The Technology Package available for both versions of the 2009 Hyundai Genesis includes a Lexicon 17-speaker discrete audio system, six-disc in-dash DVD changer,  navigation system with rear backup camera, XM satellite radio with navigation-traffic capability and complimentary one-year subscription, auto-leveling xenon headlights, front/rear parking assist, and a cooled driver’s seat. The Technology Package costs $4,000, but ordering it on the Genesis 3.8 model requires that you also order the Premium Plus Package.

2009 Hyundai Genesis Fuel Economy back to top

Fuel economy is not a top priority for buyers in the entry-level-luxury class, but the 2009 Hyundai Genesis 3.8 and 4.6 models do have higher mileage ratings than most of their competitors.

EPA fuel economy ratings for the 2009 Hyundai Genesis 3.8 are 18 mpg city/27 mpg highway. Ratings for the 2009 Hyundai Genesis 4.6 are 17/25. Hyundai recommends premium-octane fuel for both engines, but says the 4.6 can be run on regular-grade with some sacrifice in power. It is among the only automakers to list different horsepower ratings using premium and regular fuel grades.

2009 Hyundai Genesis Release Date back to top

Release date for the 2009 Hyundai Genesis was June 2008. The 2009 Hyundai Genesis is built in South Korea and Hyundai plans to introduce a coupe version of this car for the 2010 model year.

2009 Hyundai Genesis Competition back to top

2009 Chrysler 300: Big and brash, with chassis engineering by Mercedes-Benz, the Chrysler 300 is aging, but matches up nicely with the Genesis’s price points. Its 250-horsepower V-6 model is rated at 17/24 mpg. The 300C with a 340-horsepower Hemi V-8 is rated at 15/23. Both are available with rear- or all-wheel drive. The 300 will be fully redesigned for the 2012 model year.

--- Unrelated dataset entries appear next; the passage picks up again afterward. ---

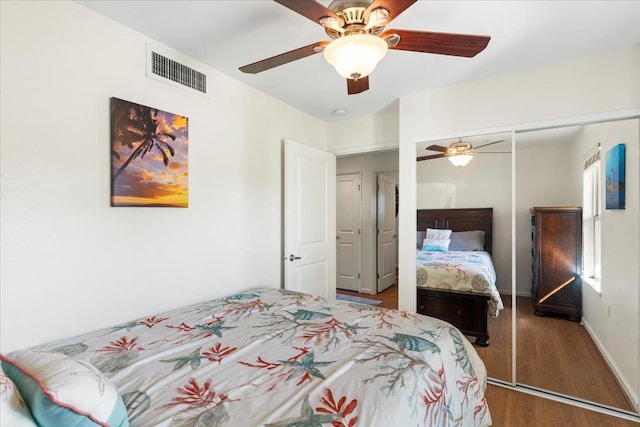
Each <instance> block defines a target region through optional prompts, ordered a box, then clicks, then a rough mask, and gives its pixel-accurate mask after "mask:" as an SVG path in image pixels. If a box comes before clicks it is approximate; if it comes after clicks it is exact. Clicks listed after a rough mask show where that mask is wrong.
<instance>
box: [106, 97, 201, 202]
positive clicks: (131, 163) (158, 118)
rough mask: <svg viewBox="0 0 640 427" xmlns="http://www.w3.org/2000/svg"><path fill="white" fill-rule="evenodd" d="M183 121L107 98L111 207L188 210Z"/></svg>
mask: <svg viewBox="0 0 640 427" xmlns="http://www.w3.org/2000/svg"><path fill="white" fill-rule="evenodd" d="M188 148H189V119H188V118H187V117H185V116H181V115H179V114H173V113H168V112H166V111H162V110H158V109H157V108H151V107H146V106H144V105H140V104H136V103H134V102H130V101H125V100H122V99H118V98H111V206H155V207H184V208H186V207H188V206H189V168H188V166H189V162H188V160H189V157H188Z"/></svg>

2009 Cadillac CTS: A bit tighter inside than the Genesis, and a lot more expressive in its styling, this new-age Cadillac is nonetheless similarly priced and offers a 263-horsepower V-6 or a 304-horsepower V-8 (both rated at 17/26 mpg). The CTS also comes in rear- or all-wheel drive. It was all new for as a 2008 model and won’t change significantly for several years.

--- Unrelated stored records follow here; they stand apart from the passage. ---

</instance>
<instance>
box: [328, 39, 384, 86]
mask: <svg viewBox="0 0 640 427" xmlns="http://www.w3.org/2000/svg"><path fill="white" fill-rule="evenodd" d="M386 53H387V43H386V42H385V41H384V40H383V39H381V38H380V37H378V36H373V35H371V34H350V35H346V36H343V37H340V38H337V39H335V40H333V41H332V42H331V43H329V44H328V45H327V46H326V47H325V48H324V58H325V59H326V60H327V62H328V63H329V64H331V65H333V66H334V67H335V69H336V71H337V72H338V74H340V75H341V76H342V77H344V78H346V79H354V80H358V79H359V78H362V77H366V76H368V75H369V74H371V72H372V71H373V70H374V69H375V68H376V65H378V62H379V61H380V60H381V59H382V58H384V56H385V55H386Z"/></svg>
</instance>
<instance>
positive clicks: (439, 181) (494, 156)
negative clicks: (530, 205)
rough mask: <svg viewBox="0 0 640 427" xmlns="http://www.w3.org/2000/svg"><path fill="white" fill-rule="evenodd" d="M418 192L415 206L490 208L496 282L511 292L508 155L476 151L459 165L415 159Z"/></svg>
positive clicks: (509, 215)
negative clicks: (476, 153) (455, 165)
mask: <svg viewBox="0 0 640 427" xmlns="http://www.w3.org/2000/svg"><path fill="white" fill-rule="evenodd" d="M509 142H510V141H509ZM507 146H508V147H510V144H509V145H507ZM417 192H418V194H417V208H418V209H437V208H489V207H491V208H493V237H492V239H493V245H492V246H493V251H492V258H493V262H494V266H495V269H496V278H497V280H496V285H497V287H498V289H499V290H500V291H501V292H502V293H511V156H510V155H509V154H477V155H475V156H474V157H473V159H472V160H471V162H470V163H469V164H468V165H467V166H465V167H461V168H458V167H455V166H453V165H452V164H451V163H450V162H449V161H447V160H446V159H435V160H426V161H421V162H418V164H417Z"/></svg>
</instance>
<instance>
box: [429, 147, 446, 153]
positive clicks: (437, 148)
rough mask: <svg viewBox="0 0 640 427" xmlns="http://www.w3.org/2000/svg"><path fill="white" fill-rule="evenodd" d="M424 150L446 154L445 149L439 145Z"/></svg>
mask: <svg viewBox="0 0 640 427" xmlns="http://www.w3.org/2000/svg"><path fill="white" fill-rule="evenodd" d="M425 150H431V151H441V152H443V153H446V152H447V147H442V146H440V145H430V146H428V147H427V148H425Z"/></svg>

2009 Lexus ES 350: It’s front-wheel-drive and comes only with a V-6, but is the comfort king in the class and can’t be ignored as competition for the more-conservative pockets of Genesis’s target audience. Prices are similar to the Hyundai’s, and performance will surprise. Plus, it’s got that sold-gold Lexus reputation for trouble-free motoring and great resale value. It’s rated at 19/27 mpg, and will be fully redesigned for the 2012 model year.